En l’espèce, Monsieur [O] [Z] avait notamment produit lors de la souscription de sa déclaration de nationalité française :
— Une copie simple du jugement n° 809 rendu par le tribunal de première instance de Coyah le 18 août 2020 lui tenant lieu d’acte de naissance, portant au verso un tampon de légalisation de la signature de “[R] [F] [D], juge président” apposé le 14 octobre 2020, ainsi qu’un second tampon de légalisation de la signature de “Mme B. GBANSARA , la cheffe du greffe” greffier ayant tenu la plume à l’audience, apposé le 2 mai 2021 par S.E.M [G] [Y] de l’Ambassade de la République de Guinée en France ;
— Une copie d’un acte de naissance n°578 du 2 septembre 2020 établie suivant jugement supplétif n°809 du 18 août 2020, délivrée par le centre d’état civil de [Localité 2] le même jour, portant un tampon de légalisation de la signature de l’officier d’état civil [P] [B] ayant transcrit le jugement, apposé le 14 août 2020 par [C] [E] [Z] juriste au ministère des affaires étrangères guinéen, ainsi qu’un tampon de légalisation de la signature de ce même officier d’état civil apposé le 7 mai 2021 par “S.E.M [G] [Y], ambassadeur” à l’Ambassade de la République de Guinée en France.
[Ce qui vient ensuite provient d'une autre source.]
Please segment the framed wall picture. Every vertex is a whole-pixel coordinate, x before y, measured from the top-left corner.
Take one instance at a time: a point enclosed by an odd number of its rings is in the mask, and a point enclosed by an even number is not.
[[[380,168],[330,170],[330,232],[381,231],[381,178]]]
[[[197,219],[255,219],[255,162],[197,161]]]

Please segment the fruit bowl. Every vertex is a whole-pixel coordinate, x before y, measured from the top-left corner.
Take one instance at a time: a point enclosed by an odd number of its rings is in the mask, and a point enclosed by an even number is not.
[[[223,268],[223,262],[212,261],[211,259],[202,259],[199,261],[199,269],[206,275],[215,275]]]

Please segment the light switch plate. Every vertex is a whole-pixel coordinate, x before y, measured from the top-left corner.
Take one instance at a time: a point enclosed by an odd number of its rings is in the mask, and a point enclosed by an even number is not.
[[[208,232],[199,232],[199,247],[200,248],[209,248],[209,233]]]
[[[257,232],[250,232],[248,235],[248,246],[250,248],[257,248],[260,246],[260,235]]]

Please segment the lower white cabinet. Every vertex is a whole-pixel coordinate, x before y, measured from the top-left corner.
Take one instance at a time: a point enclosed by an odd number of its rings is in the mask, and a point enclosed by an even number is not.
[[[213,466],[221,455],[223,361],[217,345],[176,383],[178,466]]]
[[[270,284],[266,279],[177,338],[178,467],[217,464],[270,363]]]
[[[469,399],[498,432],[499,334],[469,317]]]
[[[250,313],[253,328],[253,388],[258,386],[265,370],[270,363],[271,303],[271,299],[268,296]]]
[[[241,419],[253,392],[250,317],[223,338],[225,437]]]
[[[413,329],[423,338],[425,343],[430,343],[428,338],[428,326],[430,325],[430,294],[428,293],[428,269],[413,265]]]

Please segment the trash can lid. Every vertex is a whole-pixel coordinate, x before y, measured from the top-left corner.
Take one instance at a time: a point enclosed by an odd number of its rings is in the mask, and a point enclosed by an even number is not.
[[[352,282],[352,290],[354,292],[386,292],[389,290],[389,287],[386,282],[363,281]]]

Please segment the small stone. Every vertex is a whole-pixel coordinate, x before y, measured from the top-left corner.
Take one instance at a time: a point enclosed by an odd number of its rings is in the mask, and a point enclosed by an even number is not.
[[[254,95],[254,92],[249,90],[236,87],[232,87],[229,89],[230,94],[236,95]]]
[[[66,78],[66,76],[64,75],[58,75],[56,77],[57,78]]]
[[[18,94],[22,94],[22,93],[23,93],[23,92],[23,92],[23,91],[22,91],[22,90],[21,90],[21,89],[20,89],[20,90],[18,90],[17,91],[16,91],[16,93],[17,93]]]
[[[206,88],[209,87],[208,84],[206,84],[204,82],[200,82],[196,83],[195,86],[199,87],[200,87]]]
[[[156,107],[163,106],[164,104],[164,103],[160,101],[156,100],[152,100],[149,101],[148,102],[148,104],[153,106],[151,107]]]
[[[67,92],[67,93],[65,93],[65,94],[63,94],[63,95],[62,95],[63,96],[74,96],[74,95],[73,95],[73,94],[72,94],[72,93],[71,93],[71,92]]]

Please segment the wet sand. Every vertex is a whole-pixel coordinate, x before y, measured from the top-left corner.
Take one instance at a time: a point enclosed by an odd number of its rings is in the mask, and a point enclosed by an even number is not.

Dans le cadre de la présente procédure, Monsieur [O] [Z] produit les originaux de ces actes, comportant au verso les deux mêmes tampons de légalisation en original.
Ces légalisations ont été apposées après la promulgation de la loi n° 2019-222 du 23 mars 2019 et avant la publication du décret n° 2020-1370 du 10 décembre 2022. Elles relèvent ainsi de l’article 16 II de la loi n° 2019-222 du 23 mars 2019 de programmation 2018-2022 et de réforme pour la justice.
Force est de constater que la légalisation apposée sur ces deux documents n’est pas conforme, en ce que, contrairement au principe de double légalisation, issu de l’usage international, ce n’est pas la signature du représentant du ministère des affaires étrangères qui a été légalisée par l’Ambassade de Guinée en France, mais soit celle du juge ayant prononcé la décision, soit celle de l’officier d’état civil ayant transcrit le jugement.
N’étant pas valablement légalisés, et alors qu’une légalisation irrégulière équivaut à une absence de légalisation, ces actes et décisions ne peuvent produire effet en France.
Ainsi, sans qu’il y ait lieu d’examiner les autres moyens soulevés par le ministère public, il en découle que Monsieur [O] [Z] ne justifie pas d’un état civil certain et partant, de sa minorité à la date de la souscription de sa déclaration acquisitive de nationalité française.
Or, nul ne peut se voir reconnaître la nationalité française, à quelque titre et sur quelque fondement que ce soit, s’il ne justifie pas de façon certaine de son état civil par la production d’un acte de naissance répondant aux exigences de l’article 47 du code civil.
Il s’ensuit que Monsieur [O] [Z] ne peut prétendre à la nationalité française. Il sera dès lors débouté de ses demandes et son extranéité sera constatée. Par ailleurs, la mention prévue par l’article 28 du code civil sera ordonnée.
Sur les autres demandes
Succombant, Monsieur [O] [Z] supportera la charge des dépens. Il ne peut dès lors prétendre à l’octroi d’une indemnité au titre de l’article 700 du code de procédure civile.
PAR CES MOTIFS
Le tribunal,
Statuant publiquement, par jugement contradictoire et en premier ressort,
CONSTATE que le récépissé prévu par l’article 1040 du code de procédure civile a été délivré ;
DÉBOUTE Monsieur [O] [Z] de l’intégralité de ses demandes, y compris celle au titre de l’article 700 du code de procédure civile ;
CONSTATE que Monsieur [O] [Z] , se disant né le 13 septembre 2004 à [Localité 2] (Guinée), n’est pas français ;
ORDONNE la mention prévue par l’article 28 du code civil ;
CONDAMNE Monsieur [O] [Z] aux dépens.